Tribunal administratif de Besançon, 4 août 2022, n° 2101544

En bref

Dans cette affaire, nos mandants, onze riverains d’un projet de lotissement, sollicitaient l’annulation de deux arrêtés du maire de la commune de Morre délivrant à une société les permis d’aménager de deux lotissements contigus, ainsi que des décisions rejetant leurs recours gracieux contre ces arrêtés.

Le Tribunal administratif de Besançon a fait droit à leur demande et annulé l’intégralité des deux arrêtés et des décisions de rejet attaqués.

En pratique

Les lotissements constituent des opérations d’aménagement qui doivent respecter les règles de maîtrise de l’occupation des sols édictées par le code de l’urbanisme et les documents locaux d’urbanisme, alors même qu’ils n’ont pas encore, à ce stade, pour objet la réalisation d’un projet concret de construction. Il appartient en conséquence à l’autorité compétente de refuser le permis d’aménager sollicité lorsque le projet permet l’implantation de constructions dont la compatibilité avec les règles d’urbanisme — au nombre desquelles figurent les prescriptions d’un plan de prévention des risques naturels — ne pourra être ultérieurement assurée lors de la délivrance des autorisations de construire.

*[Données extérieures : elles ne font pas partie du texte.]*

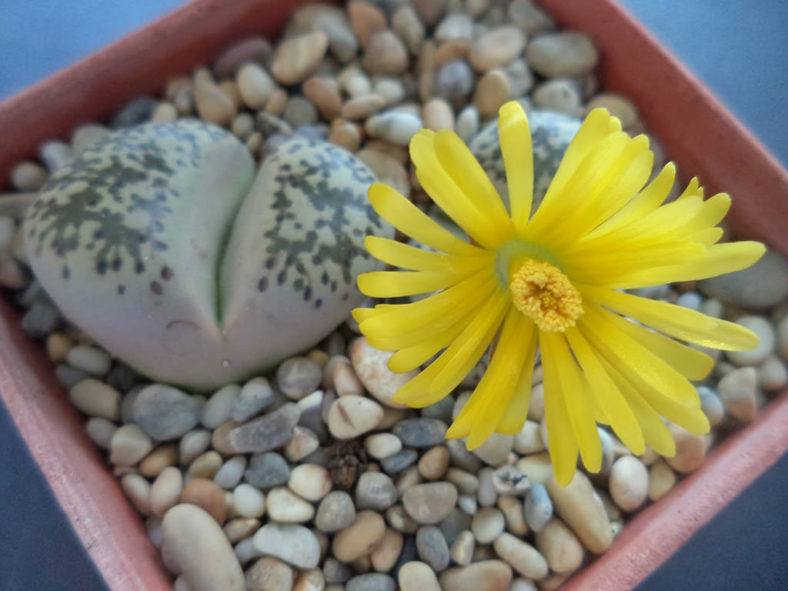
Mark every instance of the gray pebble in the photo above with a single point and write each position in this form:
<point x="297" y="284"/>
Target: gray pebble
<point x="371" y="582"/>
<point x="432" y="547"/>
<point x="265" y="433"/>
<point x="335" y="512"/>
<point x="454" y="524"/>
<point x="231" y="472"/>
<point x="420" y="432"/>
<point x="375" y="491"/>
<point x="462" y="458"/>
<point x="298" y="376"/>
<point x="711" y="405"/>
<point x="137" y="111"/>
<point x="267" y="470"/>
<point x="335" y="571"/>
<point x="441" y="410"/>
<point x="68" y="376"/>
<point x="760" y="286"/>
<point x="538" y="507"/>
<point x="255" y="396"/>
<point x="399" y="461"/>
<point x="40" y="319"/>
<point x="165" y="412"/>
<point x="454" y="80"/>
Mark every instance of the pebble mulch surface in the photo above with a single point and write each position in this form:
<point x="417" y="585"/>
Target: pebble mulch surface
<point x="309" y="477"/>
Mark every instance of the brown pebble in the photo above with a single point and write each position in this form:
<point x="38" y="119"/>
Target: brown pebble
<point x="208" y="496"/>
<point x="251" y="49"/>
<point x="346" y="134"/>
<point x="214" y="105"/>
<point x="437" y="114"/>
<point x="365" y="20"/>
<point x="453" y="49"/>
<point x="385" y="55"/>
<point x="361" y="107"/>
<point x="492" y="91"/>
<point x="297" y="57"/>
<point x="324" y="93"/>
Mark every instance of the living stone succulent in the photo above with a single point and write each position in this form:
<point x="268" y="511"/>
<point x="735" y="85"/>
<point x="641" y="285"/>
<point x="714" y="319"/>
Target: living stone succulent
<point x="164" y="244"/>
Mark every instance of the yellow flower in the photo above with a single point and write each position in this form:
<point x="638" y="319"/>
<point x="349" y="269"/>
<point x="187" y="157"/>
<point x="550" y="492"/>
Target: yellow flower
<point x="552" y="282"/>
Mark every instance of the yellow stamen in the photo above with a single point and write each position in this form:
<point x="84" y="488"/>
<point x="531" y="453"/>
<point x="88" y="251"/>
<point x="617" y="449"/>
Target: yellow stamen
<point x="544" y="293"/>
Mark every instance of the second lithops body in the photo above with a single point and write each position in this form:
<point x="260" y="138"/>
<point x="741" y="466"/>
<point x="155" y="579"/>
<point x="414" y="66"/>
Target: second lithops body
<point x="161" y="244"/>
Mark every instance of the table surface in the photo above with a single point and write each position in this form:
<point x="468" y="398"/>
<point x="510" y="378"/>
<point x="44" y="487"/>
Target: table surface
<point x="735" y="48"/>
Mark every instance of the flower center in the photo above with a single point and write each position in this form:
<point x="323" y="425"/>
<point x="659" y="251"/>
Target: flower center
<point x="544" y="293"/>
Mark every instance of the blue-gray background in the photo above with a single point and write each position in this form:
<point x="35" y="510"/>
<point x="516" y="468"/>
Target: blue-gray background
<point x="737" y="47"/>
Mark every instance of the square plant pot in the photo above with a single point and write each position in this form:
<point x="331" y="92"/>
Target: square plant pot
<point x="695" y="130"/>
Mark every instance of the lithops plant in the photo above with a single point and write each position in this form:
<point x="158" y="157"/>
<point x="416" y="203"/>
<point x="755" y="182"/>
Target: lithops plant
<point x="164" y="244"/>
<point x="551" y="134"/>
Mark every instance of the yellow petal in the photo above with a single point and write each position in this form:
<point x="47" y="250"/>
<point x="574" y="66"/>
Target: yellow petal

En l’espèce, la commune de Morre est couverte par un plan de prévention des risques naturels de mouvements de terrain, qui impose la réalisation d’une étude géotechnique approfondie dès lors que les terrassements projetés dépassent une hauteur de deux mètres dans les zones les plus exposées. Les deux lotissements en litige, situés en partie dans une telle zone, étaient concernés par cette exigence.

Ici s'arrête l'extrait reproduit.